Don’t feel obligated to go to baby showers. Don’t bother with excuses, or to explain yourself. Just send a lovely note with a gift certificate to the mall, or a generic store that sells baby items as well, or an online baby store, and say, “Wish I could have made it. Best wishes.” Will some people be upset? If it is your best friend, or your sister-in-law, maybe. But that’s okay. One of the two of you were going to get bent out of shape with this situation, so let it be the one who is about to have a joyful moment and will forget all about it in a few weeks. You will know you are through much of the healing phase if you get an invitation in the mail and actually look forward to going. This will not likely be until you are well into a new pregnancy or already have a healthy baby. That’s okay.
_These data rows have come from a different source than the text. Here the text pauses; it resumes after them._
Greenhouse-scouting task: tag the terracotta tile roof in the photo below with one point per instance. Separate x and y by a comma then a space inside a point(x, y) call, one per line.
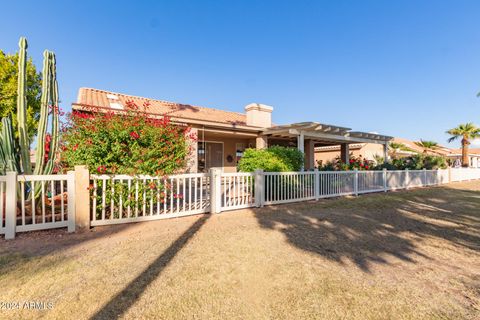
point(441, 150)
point(111, 100)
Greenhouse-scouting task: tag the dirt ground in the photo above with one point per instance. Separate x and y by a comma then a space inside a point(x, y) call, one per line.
point(402, 255)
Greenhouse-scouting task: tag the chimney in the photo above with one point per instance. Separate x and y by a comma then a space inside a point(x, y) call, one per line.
point(259, 115)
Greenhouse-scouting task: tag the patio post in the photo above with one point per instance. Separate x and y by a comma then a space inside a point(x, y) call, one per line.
point(384, 174)
point(301, 146)
point(261, 142)
point(317, 184)
point(385, 152)
point(215, 190)
point(82, 197)
point(345, 152)
point(259, 188)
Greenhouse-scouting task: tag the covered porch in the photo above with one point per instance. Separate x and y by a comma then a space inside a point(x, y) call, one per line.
point(308, 135)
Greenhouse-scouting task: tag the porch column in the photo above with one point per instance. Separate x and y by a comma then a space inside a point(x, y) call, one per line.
point(261, 142)
point(301, 145)
point(345, 152)
point(192, 157)
point(301, 142)
point(385, 152)
point(309, 154)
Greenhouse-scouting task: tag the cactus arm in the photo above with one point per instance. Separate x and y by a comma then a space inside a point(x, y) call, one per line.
point(10, 160)
point(55, 116)
point(42, 122)
point(23, 139)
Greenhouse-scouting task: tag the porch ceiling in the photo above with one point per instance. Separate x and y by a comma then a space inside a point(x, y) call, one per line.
point(324, 133)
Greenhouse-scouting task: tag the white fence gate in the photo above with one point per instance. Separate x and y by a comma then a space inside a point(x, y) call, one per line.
point(67, 200)
point(123, 198)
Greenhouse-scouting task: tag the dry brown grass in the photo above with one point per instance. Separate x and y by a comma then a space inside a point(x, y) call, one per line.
point(402, 255)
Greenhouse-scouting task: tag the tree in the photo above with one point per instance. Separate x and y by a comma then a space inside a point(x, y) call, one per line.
point(427, 145)
point(394, 147)
point(466, 132)
point(8, 91)
point(272, 159)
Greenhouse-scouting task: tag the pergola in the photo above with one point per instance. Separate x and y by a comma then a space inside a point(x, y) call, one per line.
point(309, 135)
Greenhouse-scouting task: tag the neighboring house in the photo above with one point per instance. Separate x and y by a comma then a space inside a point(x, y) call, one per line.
point(224, 135)
point(370, 151)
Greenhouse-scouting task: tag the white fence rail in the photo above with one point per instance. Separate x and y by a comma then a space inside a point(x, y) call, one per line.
point(462, 174)
point(237, 190)
point(124, 198)
point(112, 199)
point(284, 187)
point(36, 202)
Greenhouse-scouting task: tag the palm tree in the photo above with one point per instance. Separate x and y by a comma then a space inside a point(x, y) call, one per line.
point(427, 145)
point(466, 132)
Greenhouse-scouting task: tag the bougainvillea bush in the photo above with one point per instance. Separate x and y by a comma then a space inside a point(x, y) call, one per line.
point(125, 142)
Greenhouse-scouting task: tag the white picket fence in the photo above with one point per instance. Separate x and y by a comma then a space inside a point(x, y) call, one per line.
point(64, 200)
point(123, 198)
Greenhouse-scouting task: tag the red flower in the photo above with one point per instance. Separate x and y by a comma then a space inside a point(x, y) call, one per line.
point(134, 135)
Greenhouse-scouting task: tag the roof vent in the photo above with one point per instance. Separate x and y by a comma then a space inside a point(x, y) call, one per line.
point(116, 105)
point(259, 115)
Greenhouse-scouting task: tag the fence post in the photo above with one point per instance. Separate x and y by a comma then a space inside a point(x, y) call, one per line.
point(259, 192)
point(215, 190)
point(11, 205)
point(385, 189)
point(355, 183)
point(71, 201)
point(407, 178)
point(82, 197)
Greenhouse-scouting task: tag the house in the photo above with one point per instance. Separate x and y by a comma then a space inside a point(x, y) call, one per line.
point(223, 135)
point(372, 151)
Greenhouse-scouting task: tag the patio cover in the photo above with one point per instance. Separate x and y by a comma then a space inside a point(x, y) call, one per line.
point(324, 134)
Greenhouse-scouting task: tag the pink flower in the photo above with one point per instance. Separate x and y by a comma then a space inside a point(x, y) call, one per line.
point(134, 135)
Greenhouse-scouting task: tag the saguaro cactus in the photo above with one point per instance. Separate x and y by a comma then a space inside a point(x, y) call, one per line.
point(49, 103)
point(8, 156)
point(23, 140)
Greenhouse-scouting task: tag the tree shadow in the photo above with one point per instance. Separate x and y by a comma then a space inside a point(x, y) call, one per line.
point(372, 228)
point(121, 302)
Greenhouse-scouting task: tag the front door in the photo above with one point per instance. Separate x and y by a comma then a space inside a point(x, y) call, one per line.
point(210, 155)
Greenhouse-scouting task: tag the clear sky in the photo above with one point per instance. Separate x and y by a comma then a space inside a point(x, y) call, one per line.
point(403, 68)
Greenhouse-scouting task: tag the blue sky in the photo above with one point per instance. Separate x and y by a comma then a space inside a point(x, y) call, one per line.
point(403, 68)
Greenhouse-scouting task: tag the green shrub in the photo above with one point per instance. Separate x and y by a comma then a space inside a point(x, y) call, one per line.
point(272, 159)
point(415, 162)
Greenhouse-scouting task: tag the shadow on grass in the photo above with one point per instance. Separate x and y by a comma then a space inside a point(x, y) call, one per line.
point(29, 246)
point(119, 304)
point(370, 228)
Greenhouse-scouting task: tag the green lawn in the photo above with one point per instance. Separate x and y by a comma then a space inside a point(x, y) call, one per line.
point(402, 255)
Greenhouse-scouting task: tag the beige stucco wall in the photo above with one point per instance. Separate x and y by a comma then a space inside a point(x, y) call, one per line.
point(368, 151)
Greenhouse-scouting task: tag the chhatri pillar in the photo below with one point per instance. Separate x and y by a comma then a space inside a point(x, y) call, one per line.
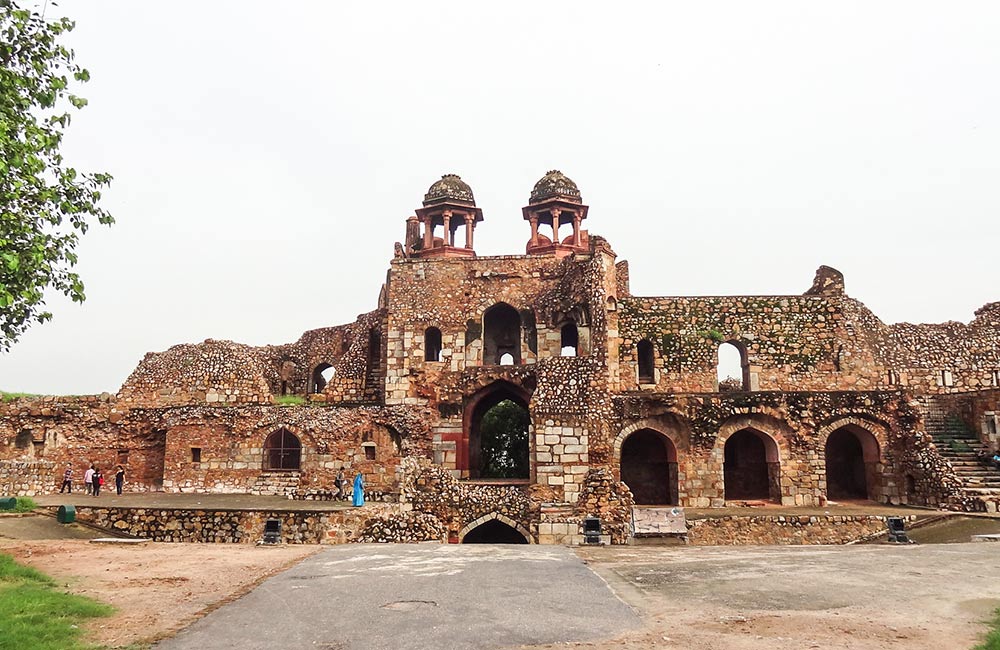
point(555, 201)
point(448, 205)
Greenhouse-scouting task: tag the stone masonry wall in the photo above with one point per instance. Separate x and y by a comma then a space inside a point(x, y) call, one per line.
point(25, 477)
point(235, 526)
point(784, 530)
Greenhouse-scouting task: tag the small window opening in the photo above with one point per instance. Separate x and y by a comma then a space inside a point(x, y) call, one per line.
point(282, 451)
point(733, 371)
point(23, 439)
point(432, 344)
point(322, 375)
point(644, 350)
point(569, 340)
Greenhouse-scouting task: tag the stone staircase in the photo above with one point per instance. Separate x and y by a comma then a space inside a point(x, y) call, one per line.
point(956, 443)
point(284, 484)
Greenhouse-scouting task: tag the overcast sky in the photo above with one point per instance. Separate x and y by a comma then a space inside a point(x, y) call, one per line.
point(266, 155)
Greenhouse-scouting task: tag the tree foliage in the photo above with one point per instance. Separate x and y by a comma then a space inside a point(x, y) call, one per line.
point(503, 435)
point(45, 205)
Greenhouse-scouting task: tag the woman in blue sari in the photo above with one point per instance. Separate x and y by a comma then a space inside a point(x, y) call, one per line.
point(359, 490)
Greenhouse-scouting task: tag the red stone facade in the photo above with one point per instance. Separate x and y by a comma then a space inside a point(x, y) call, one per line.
point(832, 403)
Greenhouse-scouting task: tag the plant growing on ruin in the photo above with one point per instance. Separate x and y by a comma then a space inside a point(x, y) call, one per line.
point(713, 334)
point(45, 204)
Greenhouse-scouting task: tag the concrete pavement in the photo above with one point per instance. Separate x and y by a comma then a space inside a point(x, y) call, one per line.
point(367, 597)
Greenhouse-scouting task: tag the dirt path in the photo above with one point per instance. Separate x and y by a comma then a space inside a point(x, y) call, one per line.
point(157, 588)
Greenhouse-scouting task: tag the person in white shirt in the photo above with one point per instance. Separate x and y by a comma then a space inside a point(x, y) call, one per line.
point(88, 480)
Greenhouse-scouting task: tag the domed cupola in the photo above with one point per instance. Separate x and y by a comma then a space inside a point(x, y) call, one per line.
point(448, 203)
point(555, 201)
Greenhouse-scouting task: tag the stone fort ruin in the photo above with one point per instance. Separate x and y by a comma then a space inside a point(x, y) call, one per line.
point(615, 398)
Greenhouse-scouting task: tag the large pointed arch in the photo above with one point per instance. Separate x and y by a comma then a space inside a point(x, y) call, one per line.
point(495, 517)
point(470, 458)
point(501, 335)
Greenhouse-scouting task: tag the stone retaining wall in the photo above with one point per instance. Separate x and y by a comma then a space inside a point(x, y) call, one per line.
point(785, 530)
point(235, 526)
point(25, 478)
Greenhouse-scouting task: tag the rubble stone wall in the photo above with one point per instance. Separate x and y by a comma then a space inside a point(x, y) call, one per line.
point(25, 477)
point(766, 530)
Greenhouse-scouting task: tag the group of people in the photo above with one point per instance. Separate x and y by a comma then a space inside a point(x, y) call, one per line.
point(357, 492)
point(93, 480)
point(988, 457)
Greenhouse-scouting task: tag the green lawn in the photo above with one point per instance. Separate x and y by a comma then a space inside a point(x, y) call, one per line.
point(992, 640)
point(36, 614)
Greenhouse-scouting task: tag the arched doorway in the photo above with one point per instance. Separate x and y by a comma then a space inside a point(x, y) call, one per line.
point(851, 456)
point(498, 426)
point(282, 451)
point(501, 335)
point(649, 467)
point(494, 531)
point(751, 468)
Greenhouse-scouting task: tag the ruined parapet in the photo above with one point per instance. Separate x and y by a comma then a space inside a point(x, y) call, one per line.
point(212, 372)
point(828, 282)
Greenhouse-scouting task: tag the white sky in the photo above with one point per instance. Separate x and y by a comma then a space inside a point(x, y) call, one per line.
point(266, 155)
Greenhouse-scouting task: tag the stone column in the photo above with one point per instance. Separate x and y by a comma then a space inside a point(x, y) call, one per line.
point(470, 222)
point(428, 232)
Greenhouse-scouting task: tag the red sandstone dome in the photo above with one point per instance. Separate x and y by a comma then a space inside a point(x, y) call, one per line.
point(451, 187)
point(555, 184)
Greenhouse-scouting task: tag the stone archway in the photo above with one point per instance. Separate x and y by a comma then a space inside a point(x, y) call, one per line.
point(851, 455)
point(489, 449)
point(494, 528)
point(751, 467)
point(649, 467)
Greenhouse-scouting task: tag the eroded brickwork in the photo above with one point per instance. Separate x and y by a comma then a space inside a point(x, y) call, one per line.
point(622, 394)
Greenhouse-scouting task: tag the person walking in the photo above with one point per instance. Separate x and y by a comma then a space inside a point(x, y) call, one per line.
point(67, 479)
point(359, 491)
point(119, 479)
point(339, 483)
point(88, 480)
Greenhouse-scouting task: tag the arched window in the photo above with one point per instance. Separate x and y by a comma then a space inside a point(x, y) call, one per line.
point(644, 350)
point(570, 340)
point(751, 468)
point(374, 349)
point(282, 451)
point(498, 425)
point(501, 335)
point(322, 375)
point(733, 371)
point(432, 344)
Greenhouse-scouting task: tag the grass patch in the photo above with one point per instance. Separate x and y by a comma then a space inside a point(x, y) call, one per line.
point(25, 504)
point(992, 640)
point(35, 613)
point(10, 397)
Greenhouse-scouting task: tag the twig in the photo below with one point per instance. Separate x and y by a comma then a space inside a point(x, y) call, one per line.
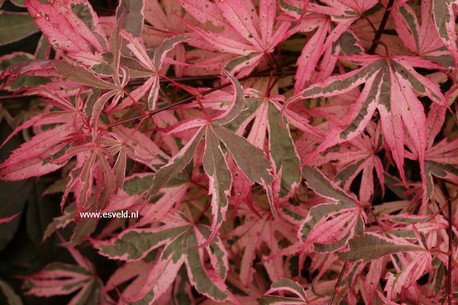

Don’t feel slighted when you aren’t invited. Remember there is sort of a “Damned if I do, and damned if I don’t” situation for the person throwing the shower. If she invites you, you might be upset about being expected to go. If she doesn’t invite you, she risks offending you even though all she wanted was to avoid upsetting you with reminders. When throwing a shower, it is usually best to go ahead and invite women with recent losses, and to include a little handwritten note saying something like, “We’d love to see you there, but even if you can’t make it, we will miss you and understand.” Of course, party planners who are clueless are just going to do one thing or the other, and you will just have to forgive them for not knowing what to do.